Валентин и Димка думали скатиться вниз. Но поздно, снизу на «ребяток» зло смотрели бритоголовые амбалы, гнавшиеся за ними по лесу.
— А ну вниз, щеглы! — отплёвываясь, приказал один из них.
Унизительными пинками их гнали к машине. Пузатый мужик лет пятидесяти, с равнодушными глазами на бульдожьем лице вальяжно стоял у джипа, жевал резинку и одновременно курил. Это был сам Банщиков. Он решил этим утром устроить внезапную проверку: объехал свалку, навестил охранников. Банщиков был возмущён, его титан, его деньги воруют! Естественно он не участвовал в погоне, он ждал её результата. А когда результат оказался в его пользу, равнодушные глаза наполнил нездоровый интерес.
— Чуть не съе...лись, — посетовал бритоголовый амбал. Он швырнул Димку к ногам Банщикова. Тут же другой амбал выпнул из леса хромающего Валентина.

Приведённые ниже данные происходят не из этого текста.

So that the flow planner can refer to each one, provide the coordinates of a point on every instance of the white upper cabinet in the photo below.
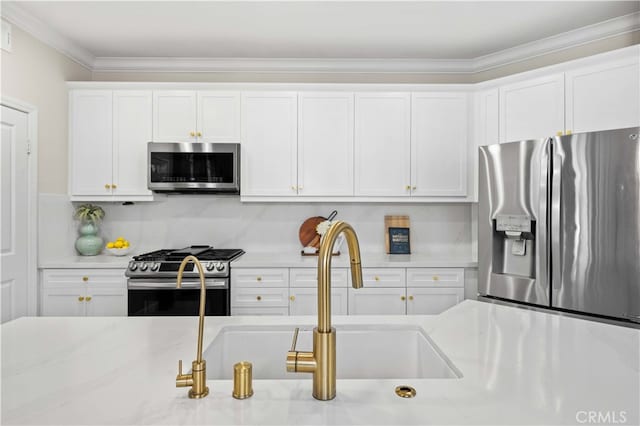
(602, 97)
(325, 144)
(439, 144)
(174, 116)
(382, 144)
(218, 116)
(109, 131)
(532, 109)
(132, 119)
(269, 144)
(91, 147)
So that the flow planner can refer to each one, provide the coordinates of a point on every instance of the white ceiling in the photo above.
(435, 30)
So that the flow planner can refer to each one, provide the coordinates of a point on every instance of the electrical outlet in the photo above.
(7, 41)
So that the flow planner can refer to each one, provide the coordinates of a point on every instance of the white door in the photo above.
(532, 109)
(603, 97)
(377, 301)
(382, 144)
(432, 301)
(269, 143)
(304, 301)
(91, 142)
(439, 144)
(218, 116)
(14, 161)
(325, 144)
(174, 116)
(132, 122)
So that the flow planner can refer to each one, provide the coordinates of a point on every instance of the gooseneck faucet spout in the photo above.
(198, 377)
(322, 360)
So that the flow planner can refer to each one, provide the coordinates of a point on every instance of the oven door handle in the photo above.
(148, 284)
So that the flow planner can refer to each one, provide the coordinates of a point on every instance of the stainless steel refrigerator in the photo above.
(559, 223)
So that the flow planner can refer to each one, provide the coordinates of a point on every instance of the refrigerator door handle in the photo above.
(556, 238)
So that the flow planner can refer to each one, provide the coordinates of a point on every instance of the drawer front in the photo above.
(260, 277)
(283, 311)
(100, 278)
(383, 277)
(248, 297)
(308, 277)
(435, 277)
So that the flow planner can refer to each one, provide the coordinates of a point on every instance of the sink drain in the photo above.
(405, 391)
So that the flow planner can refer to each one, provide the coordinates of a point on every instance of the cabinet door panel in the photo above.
(218, 116)
(325, 144)
(382, 144)
(304, 301)
(174, 116)
(604, 97)
(432, 301)
(439, 144)
(269, 143)
(132, 130)
(377, 301)
(532, 109)
(91, 131)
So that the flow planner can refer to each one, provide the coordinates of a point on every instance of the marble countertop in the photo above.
(272, 260)
(518, 366)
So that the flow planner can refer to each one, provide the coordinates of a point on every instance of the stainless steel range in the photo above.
(152, 282)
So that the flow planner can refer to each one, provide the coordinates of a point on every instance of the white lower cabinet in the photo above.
(84, 292)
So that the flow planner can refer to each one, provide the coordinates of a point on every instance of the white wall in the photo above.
(175, 221)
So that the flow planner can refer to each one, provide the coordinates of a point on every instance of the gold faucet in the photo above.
(322, 360)
(198, 377)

— Козлики, вы знаете кто я? — смакуя каждое слово, заговорил Банщиков.- Уверен, что знаете. Вы воруете у меня титан, козлики. Разве вас не учили в детстве, что воровать нехорошо?
— Учили, — подал жалостливый голос Валентин.
— Вероятно плохо учили, козлики.
— Да я вообще в первый раз на свалку пришёл! — словно на похоронах, причём собственных, заголосил Валентин. — Меня дружок заманил! — он кивнул на Димку. — Да и не накопал я ничего! У меня и денег-то никаких нет! Вот! Вот! — Валентин начал выворачивать свои карманы. Димка не заметил ни одного рваного и покачал головой.
Бритоголовые амбалы наматывали на кулаки кожаные армейские ремни с латунными бляхами.
— Ну, скажи ты им, Димка! — заверещал Валентин.
— Он говорит правду, — глухо сказал Димка.
— А ты накопал? — прищурился Банщиков.
— ...Накопал.
— Деньги где?
— ...Выронил, когда убегали.
— В первый раз я! — не унимался Валентин.
Банщиков раздражённо кивнул и Валентин получил хлёсткий удар ремнём по лицу. Скуля и закрыв лицо руками, тот закатался по жухлой траве. Банщиков брезгливо сморщился.
— Это, козлик, тебе моё первое, а заодно и последнее предупреждение. — Затем приказал: — Пацана в машину! Прокатимся.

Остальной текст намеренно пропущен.